Bern University of Applied Sciences, Department of Health Professions, Division of Physiotherapy, Spinal Movement Biomechanics Group, Bern, Switzerland; University of Basel, Faculty of Medicine, Basel, Switzerland.
University of Zurich, Balgrist University Hospital, Department of Chiropractic Medicine, Integrative Spinal Research, Zurich, Switzerland; University of Zurich, Zurich, Switzerland; ETH Zurich, Department of Health Science and Technology, Institute for Biomechanics, Zurich, Switzerland.
J Biomech. 2022 May;137:111102. doi: 10.1016/j.jbiomech.2022.111102. Epub 2022 Apr 25.

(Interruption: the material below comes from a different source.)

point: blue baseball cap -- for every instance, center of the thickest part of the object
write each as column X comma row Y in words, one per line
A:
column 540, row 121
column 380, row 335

Musculoskeletal models have the potential to improve diagnosis and optimize clinical treatment by predicting accurate outcomes on an individual basis. However, the subject-specific modeling of spinal alignment is often strongly simplified or is based on radiographic assessments, exposing subjects to unnecessary radiation. We therefore developed and introduced a novel skin marker-based approach for modeling subject-specific spinal alignment and evaluated its feasibility by comparing the predicted L1/L2 spinal loads during various functional activities with the loads predicted by the generically scaled models as well as with in vivo measured data obtained from the OrthoLoad database. Spinal loading simulations resulted in considerably higher compressive forces for both scaling approaches over all simulated activities, and AP shear forces that were closer or similar to the in vivo data for the subject-specific approach during upright standing activities and for the generic approach during activities that involved large flexions. These results underline the feasibility of the proposed method and associated workflow for inter- and intra-subject investigations using musculoskeletal simulations. When implemented into standard model scaling workflows, it is expected to improve the accuracy of muscle activity and joint loading simulations, which is crucial for investigations of treatment effects or pathology-dependent deviations.
肌肉骨骼模型有可能通过预测个体的准确结果来改善诊断和优化临床治疗。然而,脊柱排列的特定于个体的建模通常被强烈简化,或者基于射线照相评估,使患者暴露于不必要的辐射下。因此,我们开发并引入了一种新的基于皮肤标记的方法来对特定于个体的脊柱排列进行建模,并通过将在各种功能活动期间预测的 L1/L2 脊柱载荷与通用比例模型预测的载荷以及来自 OrthoLoad 数据库的体内测量数据进行比较,评估了其可行性。脊柱加载模拟导致两种缩放方法在所有模拟活动中都产生了明显更高的压缩力,并且在直立站立活动中,特定于个体的方法的前向剪切力更接近或类似于体内数据,而在涉及大弯曲的活动中,通用方法的前向剪切力更接近或类似于体内数据。这些结果强调了使用肌肉骨骼模拟进行跨个体和个体内研究的所提出方法和相关工作流程的可行性。当将其实施到标准模型缩放工作流程中时,预计可以提高肌肉活动和关节载荷模拟的准确性,这对于研究治疗效果或病理相关性偏差至关重要。